C’est une nouvelle vision des ressources humaines qui commence tout juste à arriver en France, mais qui existe déjà dans d’autres pays. Car il y a beaucoup de choses à faire en matière de pilotage des parcours professionnels.
Il me paraît ainsi essentiel que les RH s’engagent sur cette voie, prennent de la vitesse pour repenser les ressources humaines et leur rôle dans l’entreprise.
Quel regard portez-vous sur la tendance à l’hyper individualisation dans la gestion des talents ? L’entreprise devra-t-elle prendre en compte tous les besoins individuels ?
C’est une question que je me pose souvent, mais personnellement je pense que c’est une vision très startup. En effet, il est possible d’individualiser lorsque l’entreprise est composée d’une vingtaine de salariés. Mais dans les groupes ayant plus de 20 000 collaborateurs, c’est assez utopique.
Dans une entreprise comme la mienne, j’ai par exemple la charge d’une masse salariale très importante, dans plusieurs hôtels répartis sur une large zone géographique. Dans cette configuration, il faut être réaliste : l’individualisation est bien trop complexe à mettre en œuvre pour les équipes.
En revanche, en tant que DRH, mon objectif est de m’assurer que si l’entreprise n’est pas en mesure de répondre parfaitement à tous les besoins, elle doit faire le maximum pour essayer de les satisfaire.
Donc cela signifie qu’il faut penser flexibilité du travail, développement personnel des collaborateurs, mobilité comme je l’ai déjà évoqué.
De même, il nous revient aussi de parler de la rémunération ou encore du bien-être des collaborateurs. Tous les sujets qui concernent — de près ou de loin — certaines populations au sein de l’entreprise doivent être abordés et traités dans la mesure du possible, en ayant une vision holistique.
L’individualisation, c’est en réalité du 50/50
De son côté, l’entreprise doit apporter des réponses sur différents sujets. Tandis que le collaborateur doit savoir dire si ça lui convient ou non. Au besoin, les deux parties trouvent un compromis. Dans le cas contraire, chacun est d’accord pour continuer de son côté.
J’ai toujours géré les équipes de cette manière : si un besoin est important pour un salarié, mais que je ne suis pas en mesure de le satisfaire, je suis la première à l’aider à trouver un autre poste. Car nous savons tous que s’il y a une frustration, un mécontentement, ça ne peut pas marcher.
À l’inverse, si j’ai la capacité d’accéder à sa demande, c’est mon rôle de le faire.
En résumé, l’entreprise doit prendre des engagements, mais elle a des limites. Tout comme l’employé. À partir du moment où chacun est clair, chacun comprend les limites de l’autre, il n’y a pas de surprise.

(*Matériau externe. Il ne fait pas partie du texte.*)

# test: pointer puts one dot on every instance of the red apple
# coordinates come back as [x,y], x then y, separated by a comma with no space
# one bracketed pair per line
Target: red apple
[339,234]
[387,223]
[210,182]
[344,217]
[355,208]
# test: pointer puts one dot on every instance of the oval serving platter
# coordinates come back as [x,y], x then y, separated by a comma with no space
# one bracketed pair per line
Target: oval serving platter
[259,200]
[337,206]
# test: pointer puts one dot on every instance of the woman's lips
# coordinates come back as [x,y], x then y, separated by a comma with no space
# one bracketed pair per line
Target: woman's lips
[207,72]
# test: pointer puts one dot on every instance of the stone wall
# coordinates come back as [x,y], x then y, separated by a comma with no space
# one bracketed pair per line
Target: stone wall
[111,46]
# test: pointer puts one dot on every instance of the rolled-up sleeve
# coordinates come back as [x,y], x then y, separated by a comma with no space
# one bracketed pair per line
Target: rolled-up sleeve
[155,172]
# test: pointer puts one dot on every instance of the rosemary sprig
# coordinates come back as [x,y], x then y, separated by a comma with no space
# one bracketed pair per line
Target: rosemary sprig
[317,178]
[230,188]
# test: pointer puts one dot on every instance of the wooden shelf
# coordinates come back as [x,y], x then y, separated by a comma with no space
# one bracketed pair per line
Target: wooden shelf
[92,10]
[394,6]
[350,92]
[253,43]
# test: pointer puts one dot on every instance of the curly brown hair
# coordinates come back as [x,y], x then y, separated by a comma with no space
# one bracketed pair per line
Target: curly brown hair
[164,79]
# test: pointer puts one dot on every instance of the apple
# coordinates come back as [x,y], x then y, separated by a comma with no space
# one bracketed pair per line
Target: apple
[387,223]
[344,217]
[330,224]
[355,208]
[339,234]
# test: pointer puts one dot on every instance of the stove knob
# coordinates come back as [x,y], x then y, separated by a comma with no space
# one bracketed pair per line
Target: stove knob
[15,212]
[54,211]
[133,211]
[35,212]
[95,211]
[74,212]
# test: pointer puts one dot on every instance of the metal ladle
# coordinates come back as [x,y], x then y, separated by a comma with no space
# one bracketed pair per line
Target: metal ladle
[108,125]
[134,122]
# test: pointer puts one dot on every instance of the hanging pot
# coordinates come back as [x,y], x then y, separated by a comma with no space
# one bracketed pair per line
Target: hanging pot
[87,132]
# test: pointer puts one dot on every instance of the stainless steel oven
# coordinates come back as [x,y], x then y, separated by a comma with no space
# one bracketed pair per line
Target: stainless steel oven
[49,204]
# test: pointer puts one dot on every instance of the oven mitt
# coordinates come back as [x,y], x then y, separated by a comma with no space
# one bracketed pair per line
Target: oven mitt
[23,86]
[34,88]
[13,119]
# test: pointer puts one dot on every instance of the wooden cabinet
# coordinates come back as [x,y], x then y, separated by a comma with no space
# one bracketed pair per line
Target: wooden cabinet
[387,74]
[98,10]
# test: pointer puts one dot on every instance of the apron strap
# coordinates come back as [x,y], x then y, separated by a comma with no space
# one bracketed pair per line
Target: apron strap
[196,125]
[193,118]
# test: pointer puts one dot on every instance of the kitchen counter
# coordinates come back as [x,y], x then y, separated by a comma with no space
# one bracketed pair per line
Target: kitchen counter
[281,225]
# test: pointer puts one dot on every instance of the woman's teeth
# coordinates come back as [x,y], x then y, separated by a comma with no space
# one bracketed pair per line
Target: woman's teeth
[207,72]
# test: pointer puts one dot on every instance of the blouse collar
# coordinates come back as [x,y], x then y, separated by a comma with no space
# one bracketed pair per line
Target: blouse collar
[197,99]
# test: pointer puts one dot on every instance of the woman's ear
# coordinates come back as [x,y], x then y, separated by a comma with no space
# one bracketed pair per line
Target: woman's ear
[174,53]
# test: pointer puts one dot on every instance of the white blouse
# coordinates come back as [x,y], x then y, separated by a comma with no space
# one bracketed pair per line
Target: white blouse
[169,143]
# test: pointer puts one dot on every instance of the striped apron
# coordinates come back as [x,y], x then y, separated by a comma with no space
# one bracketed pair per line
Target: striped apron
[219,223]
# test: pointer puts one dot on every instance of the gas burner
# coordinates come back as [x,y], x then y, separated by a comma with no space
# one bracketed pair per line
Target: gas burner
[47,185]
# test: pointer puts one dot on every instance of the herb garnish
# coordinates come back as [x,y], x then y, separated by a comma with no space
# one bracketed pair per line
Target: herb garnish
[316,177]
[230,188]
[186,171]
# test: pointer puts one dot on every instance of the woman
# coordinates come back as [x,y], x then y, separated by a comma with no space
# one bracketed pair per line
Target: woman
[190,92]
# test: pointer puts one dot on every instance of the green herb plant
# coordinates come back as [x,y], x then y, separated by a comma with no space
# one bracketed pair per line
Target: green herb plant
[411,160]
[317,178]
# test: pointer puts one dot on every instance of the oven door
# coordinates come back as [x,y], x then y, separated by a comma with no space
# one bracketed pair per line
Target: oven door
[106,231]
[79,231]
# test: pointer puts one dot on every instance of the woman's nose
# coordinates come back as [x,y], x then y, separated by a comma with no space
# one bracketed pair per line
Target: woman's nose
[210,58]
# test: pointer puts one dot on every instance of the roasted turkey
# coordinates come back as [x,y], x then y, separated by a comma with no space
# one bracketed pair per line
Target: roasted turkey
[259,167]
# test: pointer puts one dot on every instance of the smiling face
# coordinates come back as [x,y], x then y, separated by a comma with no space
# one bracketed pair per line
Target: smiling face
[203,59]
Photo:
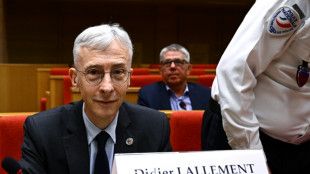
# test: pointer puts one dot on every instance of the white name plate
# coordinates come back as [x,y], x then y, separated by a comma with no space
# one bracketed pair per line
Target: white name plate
[203,162]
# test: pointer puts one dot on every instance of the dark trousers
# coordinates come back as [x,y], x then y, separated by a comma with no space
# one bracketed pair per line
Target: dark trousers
[282,158]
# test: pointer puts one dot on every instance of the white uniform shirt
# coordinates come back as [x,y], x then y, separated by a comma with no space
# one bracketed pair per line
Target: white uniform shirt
[256,80]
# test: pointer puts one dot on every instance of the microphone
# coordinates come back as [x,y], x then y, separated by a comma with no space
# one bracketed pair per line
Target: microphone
[182,105]
[11,166]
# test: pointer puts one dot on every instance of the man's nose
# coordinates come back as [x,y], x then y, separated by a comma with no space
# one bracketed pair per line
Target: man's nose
[106,85]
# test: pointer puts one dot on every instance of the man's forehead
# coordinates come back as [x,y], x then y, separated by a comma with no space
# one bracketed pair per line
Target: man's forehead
[173,54]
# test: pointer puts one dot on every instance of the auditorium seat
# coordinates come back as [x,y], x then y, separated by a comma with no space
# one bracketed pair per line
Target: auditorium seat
[204,66]
[140,71]
[143,80]
[11,136]
[196,72]
[67,89]
[154,66]
[206,80]
[186,130]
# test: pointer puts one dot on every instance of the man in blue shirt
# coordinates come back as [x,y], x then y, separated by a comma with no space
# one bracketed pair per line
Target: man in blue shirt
[174,92]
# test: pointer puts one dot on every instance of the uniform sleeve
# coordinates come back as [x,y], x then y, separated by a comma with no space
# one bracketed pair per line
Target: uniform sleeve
[247,56]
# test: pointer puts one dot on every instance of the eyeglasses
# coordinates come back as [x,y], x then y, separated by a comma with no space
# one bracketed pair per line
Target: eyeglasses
[177,62]
[94,76]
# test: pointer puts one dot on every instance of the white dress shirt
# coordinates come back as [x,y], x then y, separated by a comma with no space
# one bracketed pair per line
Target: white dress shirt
[92,132]
[256,80]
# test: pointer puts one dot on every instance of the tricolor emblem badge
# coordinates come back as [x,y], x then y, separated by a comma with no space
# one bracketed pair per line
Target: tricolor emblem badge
[302,74]
[285,20]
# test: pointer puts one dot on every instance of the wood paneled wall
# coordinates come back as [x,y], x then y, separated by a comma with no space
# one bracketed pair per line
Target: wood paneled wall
[44,31]
[18,86]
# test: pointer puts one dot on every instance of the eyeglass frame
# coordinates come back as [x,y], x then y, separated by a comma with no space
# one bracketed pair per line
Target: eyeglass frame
[102,76]
[168,62]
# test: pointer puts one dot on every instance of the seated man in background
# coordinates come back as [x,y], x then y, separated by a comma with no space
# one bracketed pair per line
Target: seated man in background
[174,93]
[67,139]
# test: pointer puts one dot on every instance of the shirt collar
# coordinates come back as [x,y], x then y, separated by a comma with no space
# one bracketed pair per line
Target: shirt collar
[93,131]
[171,93]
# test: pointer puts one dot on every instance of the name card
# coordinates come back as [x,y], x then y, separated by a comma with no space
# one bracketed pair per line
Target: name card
[202,162]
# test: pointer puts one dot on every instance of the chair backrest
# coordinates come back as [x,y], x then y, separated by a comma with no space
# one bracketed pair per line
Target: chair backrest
[206,80]
[204,66]
[11,136]
[154,66]
[140,71]
[67,89]
[196,72]
[186,130]
[59,71]
[143,80]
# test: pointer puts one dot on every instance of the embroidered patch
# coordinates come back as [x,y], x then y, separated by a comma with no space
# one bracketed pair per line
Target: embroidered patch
[302,74]
[284,21]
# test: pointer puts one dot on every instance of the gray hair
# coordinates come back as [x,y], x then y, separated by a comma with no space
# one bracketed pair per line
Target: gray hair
[100,37]
[175,47]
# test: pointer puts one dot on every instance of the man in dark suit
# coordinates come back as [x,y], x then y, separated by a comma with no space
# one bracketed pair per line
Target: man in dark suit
[65,139]
[174,93]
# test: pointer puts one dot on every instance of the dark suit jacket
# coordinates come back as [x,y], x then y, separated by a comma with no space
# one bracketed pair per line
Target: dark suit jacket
[156,96]
[55,141]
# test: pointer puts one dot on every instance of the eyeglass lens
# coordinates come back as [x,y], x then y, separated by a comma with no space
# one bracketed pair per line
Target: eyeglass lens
[177,62]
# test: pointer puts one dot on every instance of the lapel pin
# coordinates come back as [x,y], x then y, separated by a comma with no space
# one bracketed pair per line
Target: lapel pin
[129,141]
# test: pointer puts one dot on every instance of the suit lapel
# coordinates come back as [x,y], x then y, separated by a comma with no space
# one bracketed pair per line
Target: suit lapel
[164,96]
[125,137]
[75,141]
[193,97]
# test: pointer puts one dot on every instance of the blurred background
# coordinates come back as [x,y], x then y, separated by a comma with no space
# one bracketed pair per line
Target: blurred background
[37,36]
[43,31]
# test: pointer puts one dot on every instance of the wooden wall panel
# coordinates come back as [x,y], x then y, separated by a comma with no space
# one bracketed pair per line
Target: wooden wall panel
[44,31]
[18,86]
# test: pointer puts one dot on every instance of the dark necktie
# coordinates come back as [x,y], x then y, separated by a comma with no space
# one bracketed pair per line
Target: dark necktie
[102,162]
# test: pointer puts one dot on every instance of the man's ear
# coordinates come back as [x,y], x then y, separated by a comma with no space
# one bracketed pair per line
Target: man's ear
[73,77]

L’inclusion fait partie des engagements IHG pour 2030. Qu’est-ce que ça signifie pour vous de créer une culture inclusive ?
L’inclusion est un grand sujet. Mais concrètement, qu’est-ce que ça veut dire ? À mon sens, cela peut très simplement se traduire par la volonté d’ouvrir la porte de l’entreprise à tout le monde.
Comment ? En ayant des règles claires pour tous. Je m’explique. Je suis brésilienne et j’ai une formation en marketing. Il y a 6 ans, j’ai fait une reconversion professionnelle vers les ressources humaines, mais je n’ai pas le « background RH » demandé par beaucoup d’entreprises.
Pourtant, je suis aujourd’hui directrice des ressources humaines au sein du groupe IHG Hôtels & Resorts.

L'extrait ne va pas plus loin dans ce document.